Opinião
"Heroes": A Europa segundo David Bowie
Entretanto, Vladimir Putin está na lista dos nomeados para o Nobel da Paz, caso ninguém tenha dado conta.
Será possível que - numa época em que o número de horas de "broadcasting" para os cromos da política ultrapassa aquilo que há 20 anos seria inimaginável - o advento da Europa se deixe melhor narrar por um disco pop de 1977? Como dizia Viriato Soromenho-Marques, no "Diário de Notícias" do passado dia 4 (in "O Regresso da História"), "A lição de Putin à chanceler Merkel recorda-nos que, quando a história regressa com esplendor, o poder derradeiro não é económico. Reside sempre na ponta das baionetas. Nunca se sabe o que vai acontecer amanhã. Mas adivinha-se como vai acabar." É exactamente à sombra desta lucidez que se desenha "Heroes".
Pertencente à famigerada trilogia berlinense do compositor londrino, "Heroes" é gravado integralmente em Berlim, num estúdio a 500 metros do Muro. Produzido pelo inefável Brian Eno - o tal que percebeu, como poucos, o poder global da insularidade irlandesa dos U2 ao produzir "Achtung Baby" - o disco conta com a participação de Robert Fripp na guitarra e é um "case study" planetário. Recentemente, e numa operação "blitz", Bowie autocitou-se (outra vez) para editar "The Next Day", que mais não é do que uma versão obscura de "Heroes", a faixa-título da obra de 77 (um "remake", não um "cover"). Claro que as analogias às transformações do Tempo e do Espaço - e a nossa infinita vulnerabilidade às mesmas - estavam já no centro do exercício lírico-democrático da letra de "Heroes" original; no entanto, e com tanto "spin doctor" à procura do próximo "sound byte", não deixa de ser assinalável, do ponto de vista de marca, que a versão de 2013 se chame "The Next Day" e não, como o temor do apocalipse nuclear da Guerra Fria tinha enunciado, "The Day After". A percepção do simbolismo da passagem do Tempo e da forma como ele relativiza os nossos dogmas é própria da visão de liberdade altamente sofisticada e precisa que David Bowie traz nos genes de londrino, e que é constituinte de toda a sua ética de artista.
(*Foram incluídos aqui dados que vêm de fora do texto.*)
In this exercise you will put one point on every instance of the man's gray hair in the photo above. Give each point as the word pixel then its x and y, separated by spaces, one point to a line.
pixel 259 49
Ainda não está esgotado o primeiro minuto do video-clip do tema e já vimos roubo, luxúria, pedintes, prostitutas, sacerdotes, olhos de Édipo arrancados, um Parsifal (ou será Artur, na Távola Redonda?) e Gary Oldman a insultar o "bardo" Bowie que, em trajes de Nazareno, canta neste bar clandestino "I can´t get enough of this doomsday song". Entretanto, Vladimir Putin está na lista dos nomeados para o Nobel da Paz, caso ninguém tenha dado conta.
Já em Maio próximo, o Martin-Gropius-Bau acolhe - em plena Potsdamer Platz - uma versão especial da aclamada exposição-espectáculo que Bowie produziu para o The Victoria and Albert Museum de Londres, e que se tornou no maior e mais célere sucesso de bilheteira que aquela instituição alguma vez apresentou. A curadoria da exposição promete novidades propositadamente concebidas para Berlim, em linha com o respeito antológico que a cidade merece ao próprio Bowie - afinal, foi ali que o hino "Heroes" foi escrito, reza a lenda que inspirado num casal beijando-se junto ao Muro que Bowie terá avistado da janela do estúdio. Eu já fui a Berlim e ia jurar que também me lembro de ver esse mesmo casal por lá, "standing by The Wall".